Da diverse settimane, l'agenda è scandita con la precisione di un orologio. La stilista lavora costantemente con quattro assistenti stiliste, ma prima della sfilata il team si allarga a una cinquantina di persone, tra freelance e stagisti.
Pauline Dujancourt è nota per il suo lavoro sulla maglieria, che desidera sia "sensuale, leggera, in movimento". È stata tra i finalisti del premio Lvmh, ha vinto il concorso per giovani talenti della rivista Elle Uk ed è sostenuta dal British fashion council. Ha clienti in Giappone, Stati Uniti, Francia, Regno Unito e riceve ordini per abiti da sposa.
La sua nuova collezione è "un omaggio" alle donne vittime della caccia alle streghe nel corso della storia. "L'idea è dare loro una voce, dopo che sono state ridotte al silenzio, e portare bellezza e poesia intorno a questo, nonostante l'oscurità del tema", spiega la stilista.
"Baby Blues"
A due settimane dalla sfilata, giovani sarte lavoravano a maglia fiori all'uncinetto, mescolando mohair e filo metallico giapponese, in un atelier a sud di Londra con una vista mozzafiato sul Tamigi e sul Big Ben.
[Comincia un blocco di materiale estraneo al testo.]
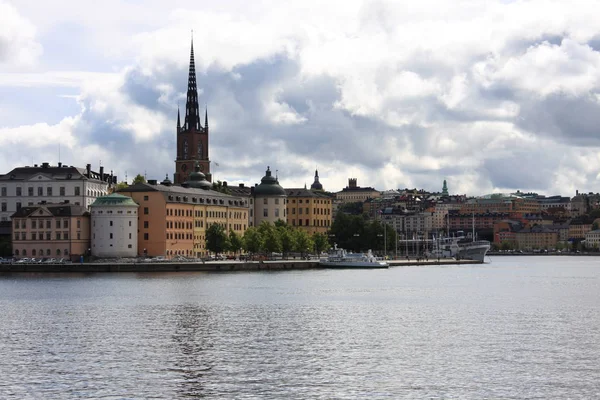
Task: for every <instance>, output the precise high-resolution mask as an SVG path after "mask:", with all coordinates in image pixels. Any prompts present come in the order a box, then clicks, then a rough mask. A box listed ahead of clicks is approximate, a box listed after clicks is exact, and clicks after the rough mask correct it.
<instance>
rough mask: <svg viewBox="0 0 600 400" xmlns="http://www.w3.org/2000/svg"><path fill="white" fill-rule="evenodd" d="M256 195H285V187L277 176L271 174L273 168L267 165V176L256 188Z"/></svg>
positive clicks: (263, 179)
mask: <svg viewBox="0 0 600 400" xmlns="http://www.w3.org/2000/svg"><path fill="white" fill-rule="evenodd" d="M254 195H255V196H285V189H284V188H282V187H281V186H280V185H279V182H278V181H277V178H275V177H274V176H272V175H271V169H270V168H269V167H267V172H266V174H265V176H263V178H262V179H261V180H260V185H258V186H256V187H255V188H254Z"/></svg>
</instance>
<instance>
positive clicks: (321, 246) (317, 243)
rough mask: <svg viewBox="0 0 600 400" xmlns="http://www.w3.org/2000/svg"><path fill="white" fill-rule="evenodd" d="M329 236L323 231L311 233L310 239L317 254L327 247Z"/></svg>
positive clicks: (328, 246)
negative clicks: (311, 236) (323, 232)
mask: <svg viewBox="0 0 600 400" xmlns="http://www.w3.org/2000/svg"><path fill="white" fill-rule="evenodd" d="M328 239H329V238H328V237H327V235H325V234H324V233H319V232H315V233H313V235H312V241H313V243H314V245H315V251H316V252H317V254H321V253H322V252H323V251H325V250H327V248H328V247H329V240H328Z"/></svg>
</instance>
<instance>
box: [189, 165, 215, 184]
mask: <svg viewBox="0 0 600 400" xmlns="http://www.w3.org/2000/svg"><path fill="white" fill-rule="evenodd" d="M184 185H185V186H187V187H190V188H195V189H204V190H209V189H211V188H212V184H211V183H210V182H209V181H207V180H206V175H204V174H203V173H202V172H200V163H198V162H196V163H195V164H194V172H191V173H190V176H189V178H188V180H187V181H185V182H184Z"/></svg>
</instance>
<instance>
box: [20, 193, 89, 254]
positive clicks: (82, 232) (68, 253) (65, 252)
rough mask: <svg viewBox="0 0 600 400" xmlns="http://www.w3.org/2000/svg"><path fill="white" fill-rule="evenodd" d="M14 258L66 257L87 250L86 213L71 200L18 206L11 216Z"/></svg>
mask: <svg viewBox="0 0 600 400" xmlns="http://www.w3.org/2000/svg"><path fill="white" fill-rule="evenodd" d="M11 218H12V238H13V253H14V256H15V257H17V258H22V257H34V258H47V257H54V258H70V259H72V260H78V259H79V257H80V256H83V255H87V254H89V248H90V213H89V212H88V211H87V210H86V209H85V208H84V207H83V206H79V205H75V204H64V203H63V204H43V205H38V206H31V207H29V206H27V207H21V208H20V209H19V211H17V212H15V213H14V214H13V215H12V216H11Z"/></svg>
I look erano ancora "a pezzi" separati.
Poi è arrivato il momento dell'assemblaggio. "È un po' il momento magico in cui i capi iniziano a prendere vita", spiega Pauline Dujancourt, con i suoi grandi occhi azzurri e i lunghi capelli castani.
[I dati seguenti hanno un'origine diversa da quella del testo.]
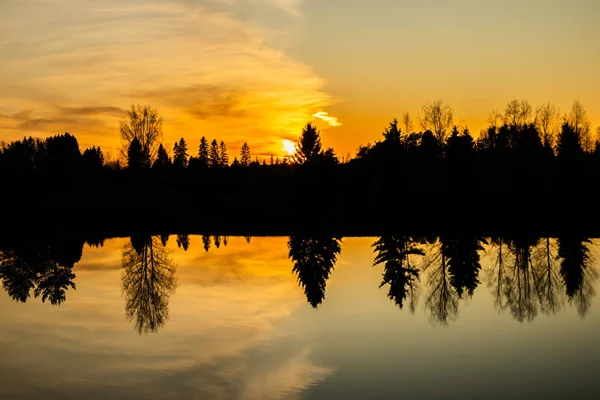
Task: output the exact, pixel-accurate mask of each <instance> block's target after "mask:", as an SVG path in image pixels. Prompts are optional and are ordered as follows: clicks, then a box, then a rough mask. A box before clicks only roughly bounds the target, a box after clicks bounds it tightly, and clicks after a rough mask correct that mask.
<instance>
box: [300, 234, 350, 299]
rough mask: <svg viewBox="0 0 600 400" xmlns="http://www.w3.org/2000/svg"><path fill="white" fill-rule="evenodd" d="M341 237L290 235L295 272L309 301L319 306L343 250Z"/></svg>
mask: <svg viewBox="0 0 600 400" xmlns="http://www.w3.org/2000/svg"><path fill="white" fill-rule="evenodd" d="M340 242H341V239H339V238H329V237H299V236H290V239H289V241H288V249H289V257H290V258H291V259H292V261H293V263H294V268H293V270H292V271H293V272H294V273H296V274H297V275H298V282H299V284H300V285H301V286H302V287H303V289H304V293H305V295H306V299H307V301H308V302H309V303H310V305H311V306H313V307H314V308H317V306H318V305H319V304H321V303H322V301H323V299H324V298H325V286H326V284H327V279H329V274H330V273H331V270H332V269H333V268H334V266H335V262H336V260H337V255H338V254H339V253H340V251H341V246H340Z"/></svg>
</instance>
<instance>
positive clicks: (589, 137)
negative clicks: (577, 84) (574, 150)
mask: <svg viewBox="0 0 600 400" xmlns="http://www.w3.org/2000/svg"><path fill="white" fill-rule="evenodd" d="M567 122H568V123H569V125H570V126H571V127H572V128H573V131H574V132H575V134H576V135H577V136H578V137H579V142H580V143H581V148H582V149H583V151H585V152H592V150H594V148H593V146H594V142H593V140H592V136H591V132H590V129H591V124H590V121H589V119H588V117H587V112H586V111H585V108H584V107H583V105H582V104H581V102H580V101H579V100H575V101H574V102H573V105H572V106H571V112H570V113H569V115H568V116H567Z"/></svg>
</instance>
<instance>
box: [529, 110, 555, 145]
mask: <svg viewBox="0 0 600 400" xmlns="http://www.w3.org/2000/svg"><path fill="white" fill-rule="evenodd" d="M559 115H560V112H559V110H558V108H556V106H555V105H554V104H552V103H546V104H542V105H541V106H539V107H538V108H537V109H536V111H535V126H536V127H537V130H538V132H540V135H541V136H542V143H543V145H544V147H546V148H549V149H553V148H554V143H555V141H556V137H557V135H558V131H559V129H560V117H559Z"/></svg>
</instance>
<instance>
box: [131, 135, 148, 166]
mask: <svg viewBox="0 0 600 400" xmlns="http://www.w3.org/2000/svg"><path fill="white" fill-rule="evenodd" d="M145 162H146V160H145V156H144V154H143V152H142V146H141V144H140V142H139V140H138V139H137V138H134V139H133V140H132V141H131V143H130V144H129V149H127V166H128V167H129V169H131V170H140V169H142V168H144V166H145Z"/></svg>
A meno di una settimana dalla sfilata, sono iniziate le giornate di fitting con una modella, seguite dal casting per trovare le altre indossatrici. La vigilia dello show è dedicata agli ultimi ritocchi, alle prove di trucco e acconciatura. E infine, domenica mattina, la prova generale.
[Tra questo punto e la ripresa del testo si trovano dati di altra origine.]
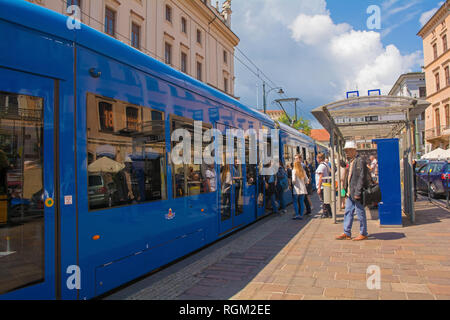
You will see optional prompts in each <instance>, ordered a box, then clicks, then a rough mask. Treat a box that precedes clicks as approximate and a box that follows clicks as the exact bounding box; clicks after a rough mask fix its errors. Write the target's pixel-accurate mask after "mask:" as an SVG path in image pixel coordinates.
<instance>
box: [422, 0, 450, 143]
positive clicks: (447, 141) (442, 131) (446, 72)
mask: <svg viewBox="0 0 450 320" xmlns="http://www.w3.org/2000/svg"><path fill="white" fill-rule="evenodd" d="M449 28H450V1H449V0H447V1H445V3H444V4H443V5H442V6H441V7H440V8H439V10H438V11H437V12H436V13H435V14H434V15H433V17H431V19H430V20H429V21H428V22H427V23H426V24H425V25H424V26H423V28H422V29H421V30H420V31H419V33H418V35H419V36H420V37H421V38H422V39H423V52H424V70H425V80H426V86H427V100H428V102H430V103H431V105H430V107H428V109H427V110H426V111H425V139H426V141H427V142H428V143H429V146H428V148H427V150H426V152H429V151H432V150H434V149H436V148H438V147H441V148H444V149H448V148H449V140H450V50H449V42H448V41H449V40H448V38H449V37H450V32H449Z"/></svg>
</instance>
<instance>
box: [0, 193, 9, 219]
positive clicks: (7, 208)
mask: <svg viewBox="0 0 450 320" xmlns="http://www.w3.org/2000/svg"><path fill="white" fill-rule="evenodd" d="M7 223H8V196H7V195H0V225H2V224H7Z"/></svg>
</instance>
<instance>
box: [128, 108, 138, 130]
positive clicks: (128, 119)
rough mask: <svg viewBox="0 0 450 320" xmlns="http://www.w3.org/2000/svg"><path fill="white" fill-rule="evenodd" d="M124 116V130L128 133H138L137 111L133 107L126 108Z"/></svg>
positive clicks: (135, 108)
mask: <svg viewBox="0 0 450 320" xmlns="http://www.w3.org/2000/svg"><path fill="white" fill-rule="evenodd" d="M126 116H127V126H126V130H127V131H128V132H138V131H140V129H141V128H140V123H139V109H138V108H135V107H127V109H126Z"/></svg>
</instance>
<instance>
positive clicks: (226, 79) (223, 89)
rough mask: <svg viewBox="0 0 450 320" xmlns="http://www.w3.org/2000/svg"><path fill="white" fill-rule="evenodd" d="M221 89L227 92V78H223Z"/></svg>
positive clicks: (227, 90)
mask: <svg viewBox="0 0 450 320" xmlns="http://www.w3.org/2000/svg"><path fill="white" fill-rule="evenodd" d="M223 90H224V91H225V92H226V93H228V79H227V78H223Z"/></svg>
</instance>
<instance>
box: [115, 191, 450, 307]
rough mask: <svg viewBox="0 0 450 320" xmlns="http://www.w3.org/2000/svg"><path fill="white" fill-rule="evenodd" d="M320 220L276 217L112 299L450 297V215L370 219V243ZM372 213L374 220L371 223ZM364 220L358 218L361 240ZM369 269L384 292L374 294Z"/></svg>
mask: <svg viewBox="0 0 450 320" xmlns="http://www.w3.org/2000/svg"><path fill="white" fill-rule="evenodd" d="M313 202H314V207H315V208H316V210H314V211H315V212H316V215H315V216H314V217H312V218H309V219H306V220H303V221H293V220H292V219H291V217H292V214H293V210H292V207H291V208H289V210H288V213H287V214H284V215H274V216H269V217H267V218H265V219H263V220H260V221H258V222H256V223H255V224H253V225H251V226H250V227H248V228H246V229H244V230H241V231H239V232H237V233H235V234H233V235H231V236H230V237H228V238H226V239H224V240H222V241H219V242H217V243H215V244H213V245H212V246H209V247H207V248H206V249H204V250H202V251H200V252H197V253H195V254H193V255H191V256H189V257H188V258H186V259H184V260H182V261H180V262H177V263H175V264H173V265H171V266H169V267H167V268H165V269H163V270H162V271H159V272H158V273H155V274H153V275H151V276H149V277H148V278H146V279H144V280H142V281H139V282H137V283H135V284H133V285H130V286H129V287H127V288H124V289H123V290H121V291H119V292H116V293H115V294H113V295H111V296H109V297H107V299H133V300H135V299H139V300H140V299H151V300H158V299H162V300H169V299H172V300H175V299H186V300H211V299H215V300H222V299H234V300H242V299H244V300H282V299H290V300H291V299H295V300H300V299H304V300H311V299H314V300H318V299H341V300H342V299H370V300H378V299H382V300H391V299H395V300H397V299H409V300H415V299H420V300H422V299H433V300H435V299H444V300H448V299H450V211H448V210H447V209H445V208H444V207H443V206H439V205H437V204H436V203H433V204H430V203H429V202H428V201H427V200H425V199H422V200H420V201H419V202H416V224H414V225H412V224H411V223H410V222H409V220H408V219H407V218H406V217H404V227H403V228H396V229H386V228H380V226H379V223H378V221H377V220H369V221H368V227H369V233H370V237H369V240H367V241H363V242H354V241H336V240H334V237H335V236H336V235H338V234H341V233H342V219H343V213H342V212H341V213H340V214H339V215H338V223H337V224H334V223H333V221H332V220H331V219H319V218H318V215H317V211H318V208H319V204H318V199H317V197H314V199H313ZM370 216H371V215H368V217H370ZM358 230H359V222H358V221H357V220H356V219H355V223H354V225H353V231H354V232H355V236H356V235H357V233H358ZM369 266H377V267H379V270H380V271H381V279H380V280H381V288H380V289H375V290H369V289H368V287H367V279H368V277H369V276H370V274H368V273H367V271H368V267H369Z"/></svg>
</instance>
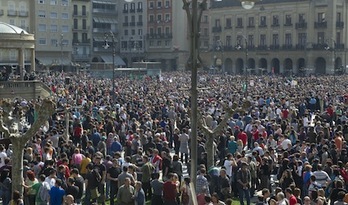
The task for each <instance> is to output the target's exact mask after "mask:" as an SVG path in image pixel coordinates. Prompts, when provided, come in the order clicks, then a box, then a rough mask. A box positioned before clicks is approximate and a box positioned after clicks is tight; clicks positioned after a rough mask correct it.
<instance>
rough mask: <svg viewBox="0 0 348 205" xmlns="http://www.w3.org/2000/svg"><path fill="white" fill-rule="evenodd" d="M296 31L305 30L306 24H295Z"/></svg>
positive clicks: (306, 26)
mask: <svg viewBox="0 0 348 205" xmlns="http://www.w3.org/2000/svg"><path fill="white" fill-rule="evenodd" d="M295 28H296V29H306V28H307V23H306V22H300V23H296V24H295Z"/></svg>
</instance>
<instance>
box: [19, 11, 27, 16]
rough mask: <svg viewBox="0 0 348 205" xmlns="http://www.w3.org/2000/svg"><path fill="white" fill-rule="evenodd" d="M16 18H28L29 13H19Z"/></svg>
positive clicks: (26, 11)
mask: <svg viewBox="0 0 348 205" xmlns="http://www.w3.org/2000/svg"><path fill="white" fill-rule="evenodd" d="M18 16H20V17H28V16H29V12H28V11H19V13H18Z"/></svg>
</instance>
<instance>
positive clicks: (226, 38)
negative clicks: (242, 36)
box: [226, 36, 232, 46]
mask: <svg viewBox="0 0 348 205" xmlns="http://www.w3.org/2000/svg"><path fill="white" fill-rule="evenodd" d="M231 45H232V36H226V46H231Z"/></svg>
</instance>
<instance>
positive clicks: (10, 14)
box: [7, 10, 17, 16]
mask: <svg viewBox="0 0 348 205" xmlns="http://www.w3.org/2000/svg"><path fill="white" fill-rule="evenodd" d="M7 16H17V11H15V10H7Z"/></svg>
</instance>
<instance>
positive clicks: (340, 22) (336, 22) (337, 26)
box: [336, 21, 344, 28]
mask: <svg viewBox="0 0 348 205" xmlns="http://www.w3.org/2000/svg"><path fill="white" fill-rule="evenodd" d="M336 28H344V22H342V21H337V22H336Z"/></svg>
Il giorno X, gli imprevisti non sono da escludere. Durante la sfilata precedente, a settembre, diverse modelle erano in forte ritardo, bloccate a un altro show.
"Sono arrivate con il trucco della sfilata precedente. Abbiamo dovuto vestirle e truccarle contemporaneamente. Ero sfinita", racconta Pauline Dujancourt.
Lo show, in cui sfilano circa 25 look, passa "come un lampo" e dopo "è un vero e proprio baby blues", ha raccontato. "Si ha l'impressione di essere sotto adrenalina per tre mesi. Non si ha più fame, né sonno. E all'improvviso, è tutto finito".
Dopo la London fashion week, Pauline Dujancourt attraverserà la Manica per incontrare i buyer in uno showroom a Parigi. Poi, rapidamente, arriverà il momento di pensare alla sfilata successiva, a settembre 2026.
Questo articolo è stato pubblicato originariamente sulle altre edizioni di FashionUnited e tradotto in italiano usando un tool di intelligenza artificiale.